Domain Verification Record Not Found: Why Google, Microsoft, or Cloudflare Cannot Verify Your Domain

Quick answer: why verification records are not found

If Google, Microsoft, Cloudflare, or another provider cannot verify your domain, check these first:

Before changing the value repeatedly, confirm whether the verification record is visible at the authoritative DNS host.

If you want the broader email DNS order before editing anything, start with the email DNS checker guide.

What domain verification means

Domain verification is how a service confirms that you control a domain.

A platform may require verification before it lets you use a custom email domain, activate Google Workspace or Microsoft 365, add a domain to Cloudflare, use a custom sending domain, set up DKIM, use a branded tracking domain, connect a website domain, verify a business account, or issue SSL certificates for a custom hostname.

The provider usually proves control by asking you to add a unique DNS record.

If you can add that record to the live DNS zone, you likely control the domain.

Common domain verification record types

Verification can use several methods.

For email and DNS setup, TXT and CNAME are the most common.

Verification is not the same as email setup

Verifying a domain proves ownership. It does not automatically finish email setup.

After domain verification, you may still need MX records, mailboxes or aliases, SPF, DKIM, DMARC, autodiscover for Microsoft 365, email routing rules, or third-party sender authentication.

For example, you may add a Google verification TXT record successfully and Google verifies the domain, but email still does not receive messages because MX records still control where incoming email is delivered.

Read the MX Record Checker guide if incoming email does not arrive, and use the business email setup checklist for the full launch sequence.

Step 1: confirm active nameservers

This is the first and most important check. Nameservers tell the internet which DNS provider is authoritative for the domain.

In that setup, Cloudflare controls live DNS. If Google gives you a TXT verification record, you must add it in Cloudflare, not Namecheap, because Cloudflare is the active DNS host.

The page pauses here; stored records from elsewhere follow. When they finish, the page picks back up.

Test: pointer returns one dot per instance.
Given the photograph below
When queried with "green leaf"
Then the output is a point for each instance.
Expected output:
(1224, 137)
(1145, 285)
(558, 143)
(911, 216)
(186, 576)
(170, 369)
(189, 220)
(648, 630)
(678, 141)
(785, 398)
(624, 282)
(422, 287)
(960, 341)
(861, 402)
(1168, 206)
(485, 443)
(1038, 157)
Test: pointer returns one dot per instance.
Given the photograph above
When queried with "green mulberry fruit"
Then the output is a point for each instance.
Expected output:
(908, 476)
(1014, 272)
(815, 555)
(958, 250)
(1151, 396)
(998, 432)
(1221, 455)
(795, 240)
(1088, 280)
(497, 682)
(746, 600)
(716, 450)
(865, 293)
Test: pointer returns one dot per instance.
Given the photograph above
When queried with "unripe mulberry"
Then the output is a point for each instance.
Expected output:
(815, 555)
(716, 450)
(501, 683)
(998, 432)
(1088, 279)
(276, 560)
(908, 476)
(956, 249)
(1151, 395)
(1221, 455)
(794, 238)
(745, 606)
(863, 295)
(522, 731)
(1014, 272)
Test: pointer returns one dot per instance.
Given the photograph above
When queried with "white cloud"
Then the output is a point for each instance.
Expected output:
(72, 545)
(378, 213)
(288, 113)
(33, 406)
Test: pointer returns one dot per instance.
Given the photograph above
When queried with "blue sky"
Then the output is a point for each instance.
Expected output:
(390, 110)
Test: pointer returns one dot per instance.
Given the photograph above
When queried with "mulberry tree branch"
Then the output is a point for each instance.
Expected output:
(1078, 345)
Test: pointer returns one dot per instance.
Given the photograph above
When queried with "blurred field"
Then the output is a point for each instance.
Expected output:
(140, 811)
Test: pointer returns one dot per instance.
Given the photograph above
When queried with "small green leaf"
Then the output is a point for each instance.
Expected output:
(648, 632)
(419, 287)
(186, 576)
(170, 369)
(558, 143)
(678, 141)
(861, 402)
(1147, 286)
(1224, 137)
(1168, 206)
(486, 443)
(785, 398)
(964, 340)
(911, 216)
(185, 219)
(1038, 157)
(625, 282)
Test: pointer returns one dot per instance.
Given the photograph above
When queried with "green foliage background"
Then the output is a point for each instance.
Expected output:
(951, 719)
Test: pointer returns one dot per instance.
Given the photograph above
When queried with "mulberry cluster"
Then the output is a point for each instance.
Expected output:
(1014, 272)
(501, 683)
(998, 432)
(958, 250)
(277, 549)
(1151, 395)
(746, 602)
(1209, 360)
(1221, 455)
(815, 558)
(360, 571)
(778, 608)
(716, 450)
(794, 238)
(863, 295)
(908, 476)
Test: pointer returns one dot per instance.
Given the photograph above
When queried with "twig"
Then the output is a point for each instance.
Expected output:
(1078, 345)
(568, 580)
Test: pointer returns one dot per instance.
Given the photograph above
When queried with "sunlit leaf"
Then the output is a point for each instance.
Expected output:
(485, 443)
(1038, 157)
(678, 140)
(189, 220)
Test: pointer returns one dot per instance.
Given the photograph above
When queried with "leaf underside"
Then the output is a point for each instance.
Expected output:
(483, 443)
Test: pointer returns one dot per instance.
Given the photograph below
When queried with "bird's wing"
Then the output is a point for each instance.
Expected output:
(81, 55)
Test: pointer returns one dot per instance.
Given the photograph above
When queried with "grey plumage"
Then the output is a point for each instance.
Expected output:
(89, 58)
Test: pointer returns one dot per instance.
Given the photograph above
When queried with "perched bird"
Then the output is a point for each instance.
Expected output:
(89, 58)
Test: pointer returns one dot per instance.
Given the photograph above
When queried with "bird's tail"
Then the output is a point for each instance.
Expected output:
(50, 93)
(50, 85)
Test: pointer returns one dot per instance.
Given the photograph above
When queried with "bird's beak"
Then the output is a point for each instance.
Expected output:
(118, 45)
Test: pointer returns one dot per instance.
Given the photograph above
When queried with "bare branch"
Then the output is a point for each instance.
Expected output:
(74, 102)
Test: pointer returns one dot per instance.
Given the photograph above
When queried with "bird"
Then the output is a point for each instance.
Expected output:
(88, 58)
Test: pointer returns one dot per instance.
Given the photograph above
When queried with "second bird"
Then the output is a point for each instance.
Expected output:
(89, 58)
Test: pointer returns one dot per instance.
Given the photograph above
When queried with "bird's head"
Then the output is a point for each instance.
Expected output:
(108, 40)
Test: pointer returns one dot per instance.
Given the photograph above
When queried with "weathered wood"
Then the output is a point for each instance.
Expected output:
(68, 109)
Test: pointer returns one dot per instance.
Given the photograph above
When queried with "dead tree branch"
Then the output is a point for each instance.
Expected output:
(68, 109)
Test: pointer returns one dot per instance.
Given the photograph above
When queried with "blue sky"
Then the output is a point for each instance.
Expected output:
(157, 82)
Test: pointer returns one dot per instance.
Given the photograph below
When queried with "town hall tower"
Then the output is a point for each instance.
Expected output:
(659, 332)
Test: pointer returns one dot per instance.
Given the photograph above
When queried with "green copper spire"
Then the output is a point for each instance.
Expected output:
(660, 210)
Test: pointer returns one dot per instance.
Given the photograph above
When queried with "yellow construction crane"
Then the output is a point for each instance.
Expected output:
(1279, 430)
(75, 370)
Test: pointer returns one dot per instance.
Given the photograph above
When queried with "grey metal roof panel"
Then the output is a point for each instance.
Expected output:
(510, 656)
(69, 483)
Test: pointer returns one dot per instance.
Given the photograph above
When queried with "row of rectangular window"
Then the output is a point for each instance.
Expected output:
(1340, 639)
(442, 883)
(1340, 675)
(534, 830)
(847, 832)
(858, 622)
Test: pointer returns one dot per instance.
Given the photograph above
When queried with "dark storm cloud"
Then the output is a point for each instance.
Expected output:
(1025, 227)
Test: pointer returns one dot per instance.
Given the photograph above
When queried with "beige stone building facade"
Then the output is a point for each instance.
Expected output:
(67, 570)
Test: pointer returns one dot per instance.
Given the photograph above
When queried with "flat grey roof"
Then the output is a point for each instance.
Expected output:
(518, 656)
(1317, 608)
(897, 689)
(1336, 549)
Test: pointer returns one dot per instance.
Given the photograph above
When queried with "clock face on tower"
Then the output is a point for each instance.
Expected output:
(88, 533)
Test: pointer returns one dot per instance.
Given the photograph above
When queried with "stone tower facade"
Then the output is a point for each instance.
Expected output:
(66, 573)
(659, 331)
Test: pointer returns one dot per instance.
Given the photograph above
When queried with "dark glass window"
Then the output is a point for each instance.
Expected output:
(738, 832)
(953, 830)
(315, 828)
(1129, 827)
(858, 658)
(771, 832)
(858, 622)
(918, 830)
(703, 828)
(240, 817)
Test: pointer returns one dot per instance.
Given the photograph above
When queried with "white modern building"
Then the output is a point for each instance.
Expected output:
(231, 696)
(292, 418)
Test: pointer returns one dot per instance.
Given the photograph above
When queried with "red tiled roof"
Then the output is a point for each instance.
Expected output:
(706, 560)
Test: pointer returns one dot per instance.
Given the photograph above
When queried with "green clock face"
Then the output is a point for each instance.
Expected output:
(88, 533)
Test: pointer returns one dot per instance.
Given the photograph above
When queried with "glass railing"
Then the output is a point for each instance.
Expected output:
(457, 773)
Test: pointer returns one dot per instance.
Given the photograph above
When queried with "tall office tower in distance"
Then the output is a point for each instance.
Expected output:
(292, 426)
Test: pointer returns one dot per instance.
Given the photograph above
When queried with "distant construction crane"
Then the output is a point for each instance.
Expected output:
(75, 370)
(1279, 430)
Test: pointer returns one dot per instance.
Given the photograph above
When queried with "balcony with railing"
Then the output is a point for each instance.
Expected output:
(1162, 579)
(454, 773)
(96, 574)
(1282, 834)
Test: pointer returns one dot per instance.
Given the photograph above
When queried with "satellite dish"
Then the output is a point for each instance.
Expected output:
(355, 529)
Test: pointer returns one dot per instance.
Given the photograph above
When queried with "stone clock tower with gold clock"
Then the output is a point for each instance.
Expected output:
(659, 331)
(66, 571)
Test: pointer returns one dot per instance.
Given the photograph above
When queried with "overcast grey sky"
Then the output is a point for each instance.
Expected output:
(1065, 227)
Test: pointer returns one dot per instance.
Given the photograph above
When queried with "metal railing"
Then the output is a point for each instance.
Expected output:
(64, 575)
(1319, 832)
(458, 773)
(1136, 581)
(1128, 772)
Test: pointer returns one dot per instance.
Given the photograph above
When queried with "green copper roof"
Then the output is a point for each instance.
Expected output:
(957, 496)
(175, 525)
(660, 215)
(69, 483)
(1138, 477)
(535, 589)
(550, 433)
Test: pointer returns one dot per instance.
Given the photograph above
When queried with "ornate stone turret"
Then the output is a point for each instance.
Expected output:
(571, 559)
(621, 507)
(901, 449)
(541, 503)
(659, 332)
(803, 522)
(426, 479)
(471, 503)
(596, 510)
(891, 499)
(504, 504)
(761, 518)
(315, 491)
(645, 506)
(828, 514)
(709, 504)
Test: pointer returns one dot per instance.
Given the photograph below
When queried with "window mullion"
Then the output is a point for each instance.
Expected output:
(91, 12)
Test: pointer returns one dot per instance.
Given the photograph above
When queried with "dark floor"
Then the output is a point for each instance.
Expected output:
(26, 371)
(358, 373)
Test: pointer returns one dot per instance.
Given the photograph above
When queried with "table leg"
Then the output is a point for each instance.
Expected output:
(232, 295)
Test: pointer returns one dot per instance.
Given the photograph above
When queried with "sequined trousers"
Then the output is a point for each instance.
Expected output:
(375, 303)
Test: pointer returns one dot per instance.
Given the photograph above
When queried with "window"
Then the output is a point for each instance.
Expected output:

A common mistake is buying the domain at Namecheap, adding the verification TXT record in Namecheap, and then missing that the nameservers point to Cloudflare.

Result: Namecheap shows the record, public DNS does not show the record, and Google or Microsoft cannot verify the domain.

Step 2: identify the exact domain being verified

Providers may ask you to verify a root domain or a specific subdomain.

example.com
www.example.com
mail.example.com
app.example.com

If you add a verification record for example.com, it may not verify app.example.com unless the provider treats root-domain ownership as sufficient. Always follow the provider's exact instruction.

Step 3: use the exact verification value from the provider

Verification values are unique. Do not copy values from a blog post, another domain, another Google Workspace account, another Microsoft 365 tenant, another Cloudflare zone, a previous setup, or a screenshot for a different domain.

Example Google-style value:

google-site-verification=example_token_here

Example Microsoft-style value:

MS=ms12345678

These are examples only. Your real value must come from the provider's admin panel.

• No missing characters
• No extra spaces
• No extra line breaks
• No missing prefix such as MS=
• No smart quotes
• No copied label text
• No old token from a previous setup
• No token from another domain

A one-character mismatch can cause verification to fail.

Step 4: understand the Name or Host field

The Name or Host field tells DNS where the record lives.

For root-domain verification, many providers use one of these values:

@
blank
example.com

If the provider says leave blank or enter @, do that. Do not enter www unless the provider specifically says to verify www.example.com.

Step 5: avoid the full-domain-twice mistake

Many DNS dashboards automatically append the domain name.

For example, if your DNS zone is example.com, the safer Name field for google._domainkey.example.com may be google._domainkey, depending on the dashboard.

Example mistake:

Wanted: _dmarc.example.com
Entered: _dmarc.example.com
Possible published result: _dmarc.example.com.example.com

That record will not verify because it is in the wrong place.

After adding any record, check the final published hostname. Do not rely only on what you typed.

This matters for verification records, DKIM selectors, DMARC, and branded sending domains.

Step 6: add TXT verification records correctly

TXT records are commonly used for domain verification.

Example root TXT verification:

• A domain can usually have multiple TXT records.
• Do not delete SPF or DMARC just to add a verification TXT.
• Do not create duplicate SPF records while adding verification records.
• Do not add the verification token into your SPF record.
• Let the DNS dashboard handle quotes unless it instructs otherwise.
• Copy the full value exactly.

Wrong:

v=spf1 include:_spf.google.com google-site-verification=example_token ~all

Correct:

TXT @ v=spf1 include:_spf.google.com ~all
TXT @ google-site-verification=example_token

SPF and verification are separate TXT records. The SPF Record Checker guide explains why duplicate SPF records are different from multiple TXT records.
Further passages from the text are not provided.